Dampak negatif konstitusi amoral juga meluas ke tatanan hukum, menurunkan kepercayaan masyarakat, menciptakan ketegangan sosial, dan menghambat pertumbuhan negara. Dengan demikian reformasi konstitusional yang didasarkan pada nilai-nilai etika dan moral, diperlukan untuk membangun kembali kepercayaan masyarakat.

Mengingat hal itu, maka penting untuk membangun konstitusi yang mencerminkan nilai-nilai moral masyarakat Indonesia, tambahan lagi dinamika politik dan sosial terus berkembang. Maka konstitusi yang memadukan kearifan lokal, dengan prinsip-prinsip moral universal, dapat memberikan landasan hukum yang lebih kuat dan diterima oleh seluruh elemen masyarakat.

Oleh karena itu, proses reformasi konstitusional harus melibatkan partisipasi aktif dari berbagai kelompok masyarakat. Termasuk perwakilan dari masyarakat adat, agama, dan kelompok minoritas, untuk memastikan representativitas dan akseptabilitas.

Dengan demikian pula Pemilu di Indonesia menjadi ajang penting untuk mengekspresikan kehendak rakyat. Bersamaan pula perlu dicatat, bahwa pemilihan yang diwarnai retorika negatif dan kampanye yang kurang substansial dapat merugikan proses demokratis. Dari itu masyarakat perlu didorong untuk menghargai pentingnya debat kebijakan dan mengimplementasikan solusi konstruktif, sehingga dalam menentukan pilihan politik mereka menjadi relevan.

Partisipasi aktif masyarakat dalam proses politik tidak hanya terbatas pada pemilu, tetapi juga mencakup keterlibatan dalam pembuatan kebijakan dan pengawasan pemerintahan. Masyarakat perlu diberdayakan untuk memiliki peran yang lebih proaktif dalam menyuarakan aspirasi mereka, baik melalui mekanisme partisipatif yang ada maupun melalui dialog langsung dengan perwakilan mereka di tingkat lokal maupun nasional.

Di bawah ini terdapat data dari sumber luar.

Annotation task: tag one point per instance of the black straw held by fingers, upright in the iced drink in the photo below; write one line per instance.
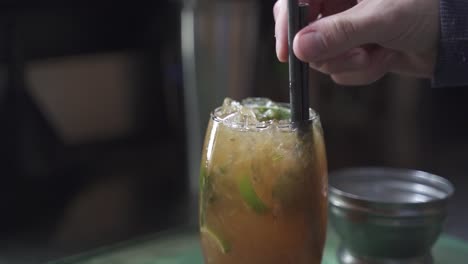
(298, 70)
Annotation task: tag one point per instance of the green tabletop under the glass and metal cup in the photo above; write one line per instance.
(182, 246)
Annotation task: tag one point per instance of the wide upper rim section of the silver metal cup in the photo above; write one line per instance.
(389, 191)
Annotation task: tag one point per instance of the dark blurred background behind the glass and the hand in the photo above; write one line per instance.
(103, 109)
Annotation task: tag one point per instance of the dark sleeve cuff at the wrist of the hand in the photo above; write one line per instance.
(452, 61)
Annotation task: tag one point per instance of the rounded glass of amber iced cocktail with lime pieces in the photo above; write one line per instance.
(263, 191)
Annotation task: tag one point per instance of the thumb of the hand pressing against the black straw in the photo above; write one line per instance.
(331, 36)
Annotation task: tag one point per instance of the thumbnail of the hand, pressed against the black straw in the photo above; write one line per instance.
(311, 45)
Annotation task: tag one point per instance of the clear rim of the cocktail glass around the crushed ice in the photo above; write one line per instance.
(284, 124)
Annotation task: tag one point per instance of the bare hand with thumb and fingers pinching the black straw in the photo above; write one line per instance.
(357, 43)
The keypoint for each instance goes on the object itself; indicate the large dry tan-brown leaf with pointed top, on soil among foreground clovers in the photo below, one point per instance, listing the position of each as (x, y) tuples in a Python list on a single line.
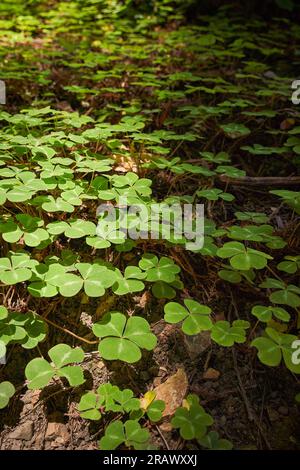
[(172, 391)]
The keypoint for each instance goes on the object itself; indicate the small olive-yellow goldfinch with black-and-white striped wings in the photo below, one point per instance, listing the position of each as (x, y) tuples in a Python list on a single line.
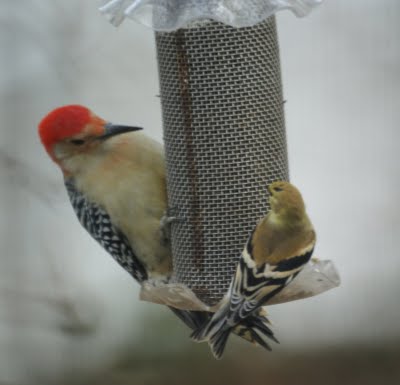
[(276, 251)]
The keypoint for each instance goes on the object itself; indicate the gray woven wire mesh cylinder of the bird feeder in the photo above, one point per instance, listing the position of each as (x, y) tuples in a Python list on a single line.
[(224, 136)]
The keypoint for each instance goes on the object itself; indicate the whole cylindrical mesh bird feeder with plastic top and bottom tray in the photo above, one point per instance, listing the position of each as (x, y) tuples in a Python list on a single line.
[(224, 135)]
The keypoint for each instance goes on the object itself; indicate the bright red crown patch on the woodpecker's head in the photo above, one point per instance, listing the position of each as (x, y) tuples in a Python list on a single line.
[(62, 123)]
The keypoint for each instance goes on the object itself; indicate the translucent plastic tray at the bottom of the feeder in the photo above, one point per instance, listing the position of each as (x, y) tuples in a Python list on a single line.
[(316, 277)]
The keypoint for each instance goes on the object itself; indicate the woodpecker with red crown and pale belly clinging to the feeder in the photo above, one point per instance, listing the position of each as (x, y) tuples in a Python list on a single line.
[(115, 178)]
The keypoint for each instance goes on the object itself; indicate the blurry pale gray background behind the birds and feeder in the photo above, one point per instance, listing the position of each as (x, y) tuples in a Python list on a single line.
[(68, 312)]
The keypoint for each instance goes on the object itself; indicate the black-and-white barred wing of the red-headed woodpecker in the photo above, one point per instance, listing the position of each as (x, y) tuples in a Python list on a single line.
[(98, 223)]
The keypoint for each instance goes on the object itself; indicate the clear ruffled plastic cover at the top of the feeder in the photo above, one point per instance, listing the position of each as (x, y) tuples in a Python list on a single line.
[(169, 15)]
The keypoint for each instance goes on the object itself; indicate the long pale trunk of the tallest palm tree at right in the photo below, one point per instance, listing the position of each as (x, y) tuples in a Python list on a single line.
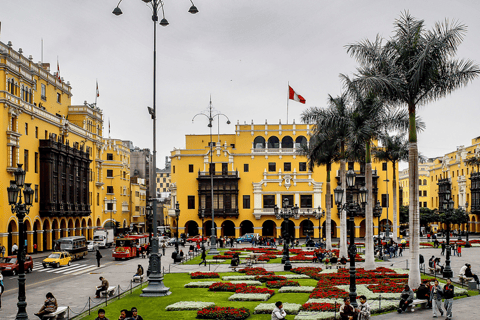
[(414, 215)]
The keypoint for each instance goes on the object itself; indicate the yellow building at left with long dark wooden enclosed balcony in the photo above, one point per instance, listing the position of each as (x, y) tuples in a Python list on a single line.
[(63, 153)]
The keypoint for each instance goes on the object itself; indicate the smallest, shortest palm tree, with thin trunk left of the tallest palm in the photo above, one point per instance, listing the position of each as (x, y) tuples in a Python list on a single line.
[(394, 149)]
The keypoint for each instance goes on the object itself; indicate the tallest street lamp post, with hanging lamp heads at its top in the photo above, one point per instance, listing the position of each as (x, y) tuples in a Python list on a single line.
[(155, 287)]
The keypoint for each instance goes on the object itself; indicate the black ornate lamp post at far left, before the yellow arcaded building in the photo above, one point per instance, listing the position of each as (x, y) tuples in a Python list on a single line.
[(21, 210)]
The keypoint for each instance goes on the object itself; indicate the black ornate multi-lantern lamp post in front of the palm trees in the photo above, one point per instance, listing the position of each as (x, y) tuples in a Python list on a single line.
[(351, 207)]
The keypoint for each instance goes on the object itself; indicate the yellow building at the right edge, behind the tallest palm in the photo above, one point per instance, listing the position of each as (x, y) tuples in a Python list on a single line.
[(450, 172)]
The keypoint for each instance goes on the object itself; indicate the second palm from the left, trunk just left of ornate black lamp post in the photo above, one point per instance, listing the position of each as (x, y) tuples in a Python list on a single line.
[(335, 117)]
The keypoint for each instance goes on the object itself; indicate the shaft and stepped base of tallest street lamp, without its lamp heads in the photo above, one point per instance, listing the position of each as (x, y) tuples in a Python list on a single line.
[(155, 287)]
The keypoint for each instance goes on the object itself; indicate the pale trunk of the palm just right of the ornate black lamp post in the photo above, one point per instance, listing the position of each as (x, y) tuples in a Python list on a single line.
[(369, 254)]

Pendidikan politik menjadi kunci dalam membentuk masyarakat yang kritis dan partisipatif. Program pendidikan politik yang terintegrasi dalam kurikulum sekolah dan program informasi masyarakat dapat membantu meningkatkan literasi politik dan kesadaran akan pentingnya pemahaman yang mendalam terhadap isu-isu politik yang relevan. Dengan demikian, masyarakat dapat lebih efektif berpartisipasi dalam proses demokratis.

Dalam konteks Indonesia yang kaya akan pluralitas budaya, perlindungan dan penghormatan terhadap hak-hak warga negara, termasuk kebebasan berekspresi dan berorganisasi, harus dijaga dengan cermat. Pemerintah dan masyarakat bersama-sama perlu bekerja untuk menciptakan iklim politik yang inklusif, di mana setiap suara didengar dan dihormati tanpa adanya diskriminasi.

Dengan memandang tantangan ini sebagai panggilan bersama, maka Indonesia dapat melangkah menuju demokrasi yang lebih matang dan berkelanjutan. Upaya kolaboratif antara pemerintah, partai politik, media massa, dan masyarakat dapat membentuk fondasi yang lebih solid untuk sistem politik yang responsif, adil, dan menjawab kebutuhan masyarakat dengan lebih baik.

Perkembangan demokrasi di Indonesia juga harus senantiasa mengakomodasi dinamika teknologi informasi yang cepat. Pemanfaatan media sosial sebagai saluran komunikasi politik masyarakat menunjukkan kebutuhan untuk regulasi yang cerdas guna mencegah penyebaran informasi palsu dan retorika yang dapat memecah belah masyarakat.

Oleh karena itu, perlu ada langkah-langkah konkret dalam melibatkan pihak berwenang, platform media sosial, dan masyarakat untuk memastikan transparansi dan akurasi informasi selama periode pemilihan. Mak pentingnya membangun kapasitas lembaga-lembaga pengawas pemilihan, seperti Komisi Pemilihan Umum (KPU) dan Badan Pengawas Pemilus (Bawaslu) – tidak tidak boleh diabaikan. Peningkatan kualitas dan independensi lembaga-lembaga ini akan memberikan keyakinan kepada masyarakat terkait integritas dan keadilan pemilihan. Masyarakat perlu didorong untuk lebih aktif dalam memantau dan melaporkan pelanggaran pemilu, sehingga dapat diambil tindakan yang cepat dan efektif.

(Prof. DR. Drs. Ermaya Suradinata, SH, MH, MSI, adalah mantan Dirjen Sospol Depdagri RI, Rektor IPDN, Gubernur Lemhannas RI, dan saat ini Dewan Pakar Bidang Geopolitik dan Geostrategi BPIP RI.)